I certainly see the parallels with 19th century technocratic progressivism (which for all its faults seems to have had a positive influence on net), and I am not questioning the author’s broader point that “improving philanthropy can be a dangerous business”.
Now, if you look at the specifics of what the Charity Society Organization believed, I find it unlikely EAs would make the same sort of mistakes.
- The idea that private charity is intrinsically preferrable to public spending when it comes to alleviating poverty is not really an EA issue. The movement was not created in opposition to public spending and has never set out to draw that sort of separation line (to my knowledge). My read is that you can easily be pro-EA as a social democrat or Third Way type who would welcome higher public spending on anti-poverty programmes, provided they achieve their goals. There is no particular tension there.
- The idea that there are deserving and undeserving poor seems to be in direct contradiction with the sort of broad-based, every-human-being-matters, “utilitarian-ish” worldview that you often find at the moral core of EA.
- As for the appeal of eugenism, I am somewhat more worried that similar mistakes might happen, since certain brands of utilitarianism have served as a gateway drug to that thinking in the past. However the EA approach to utilitarianism seems to be a lot more sophisticated. So far I haven’t seen any particular tendency for EA to propose Bond-villain schemes that would directly harm others “for the greater good”.
However, if I try to abstract away some of the common elements between those past mistakes, there does seem to be a pattern we can learn from, namely:
Do not turn use rationality as a cover for contemptuous views of others
Do not presuppose you know better than others what’s good for them
Do not try to do good in spite of people, or against their consent
If “rationality”, “science” or “efficiency” lead you to extraordinarily strange, “yuck” actions that cause direct harm to others, there’s a good chance the “yuck” factor is not just your irrationality speaking. You’re probably just wrong.

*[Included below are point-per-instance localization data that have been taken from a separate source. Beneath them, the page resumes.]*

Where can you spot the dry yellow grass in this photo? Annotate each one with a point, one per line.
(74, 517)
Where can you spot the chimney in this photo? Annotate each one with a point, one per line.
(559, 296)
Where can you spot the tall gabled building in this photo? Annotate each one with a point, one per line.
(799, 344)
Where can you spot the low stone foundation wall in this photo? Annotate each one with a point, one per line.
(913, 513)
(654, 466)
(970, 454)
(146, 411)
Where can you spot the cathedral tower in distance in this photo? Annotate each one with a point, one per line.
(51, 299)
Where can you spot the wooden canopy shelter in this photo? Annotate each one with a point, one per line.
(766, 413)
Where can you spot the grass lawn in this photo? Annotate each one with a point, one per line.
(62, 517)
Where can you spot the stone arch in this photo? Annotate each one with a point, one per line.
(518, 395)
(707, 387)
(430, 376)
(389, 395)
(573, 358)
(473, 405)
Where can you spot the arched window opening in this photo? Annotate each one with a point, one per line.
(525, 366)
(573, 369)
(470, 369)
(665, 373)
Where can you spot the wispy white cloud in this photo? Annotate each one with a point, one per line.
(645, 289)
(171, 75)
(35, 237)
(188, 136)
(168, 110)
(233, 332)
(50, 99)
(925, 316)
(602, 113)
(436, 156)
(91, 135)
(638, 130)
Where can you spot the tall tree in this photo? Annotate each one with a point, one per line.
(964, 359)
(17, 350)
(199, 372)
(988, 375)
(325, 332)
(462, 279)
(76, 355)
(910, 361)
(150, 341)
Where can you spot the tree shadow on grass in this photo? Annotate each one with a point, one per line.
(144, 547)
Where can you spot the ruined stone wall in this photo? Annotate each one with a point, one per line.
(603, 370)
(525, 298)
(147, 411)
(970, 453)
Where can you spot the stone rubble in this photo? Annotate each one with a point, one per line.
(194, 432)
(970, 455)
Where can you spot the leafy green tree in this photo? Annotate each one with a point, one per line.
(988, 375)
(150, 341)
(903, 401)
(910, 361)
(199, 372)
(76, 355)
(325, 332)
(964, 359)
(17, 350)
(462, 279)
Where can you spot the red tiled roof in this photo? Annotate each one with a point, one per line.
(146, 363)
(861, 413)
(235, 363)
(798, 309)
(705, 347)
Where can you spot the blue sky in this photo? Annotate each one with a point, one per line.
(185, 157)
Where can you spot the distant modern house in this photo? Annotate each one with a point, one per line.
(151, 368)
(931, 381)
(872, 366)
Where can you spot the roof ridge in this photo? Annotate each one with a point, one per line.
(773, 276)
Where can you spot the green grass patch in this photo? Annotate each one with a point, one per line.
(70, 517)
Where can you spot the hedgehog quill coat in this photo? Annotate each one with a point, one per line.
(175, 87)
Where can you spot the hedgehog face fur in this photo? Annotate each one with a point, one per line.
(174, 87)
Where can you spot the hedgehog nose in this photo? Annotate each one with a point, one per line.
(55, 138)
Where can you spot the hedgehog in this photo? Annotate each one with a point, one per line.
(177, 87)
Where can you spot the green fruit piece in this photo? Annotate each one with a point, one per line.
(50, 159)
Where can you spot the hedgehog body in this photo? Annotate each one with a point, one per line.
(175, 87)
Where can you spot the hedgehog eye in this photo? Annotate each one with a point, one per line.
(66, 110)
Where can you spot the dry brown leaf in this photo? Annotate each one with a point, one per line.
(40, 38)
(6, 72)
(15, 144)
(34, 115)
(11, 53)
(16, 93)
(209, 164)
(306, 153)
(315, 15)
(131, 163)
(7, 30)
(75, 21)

Thought it was a cool article! Particularly liked his self reflection at the end. I think finding ways to integrate some but not all EA principles, or to adhere moderately rather than totally, are really valuable.
Just in terms of the title of this post, he is quick to clarify that the title of his article is:
‘Why am I not an EA?’
rather than
‘What I am not and EA.’
Which I think this title kind of misses...
I’m probably just being pedantic though. Thanks for sharing.
I had never heard of any of these predecessor movements to EA! Would love to read more history about the Charity Organisation Society, the Scientific Philanthropy movement, or the Efficiency Movement.
I enjoyed “Arts and Minds: How the Royal Society of Arts Changed a Nation” about the British Royal society. I don’t know about the other movements/organizations more directly tied to EA sadly, but maybe someone else does?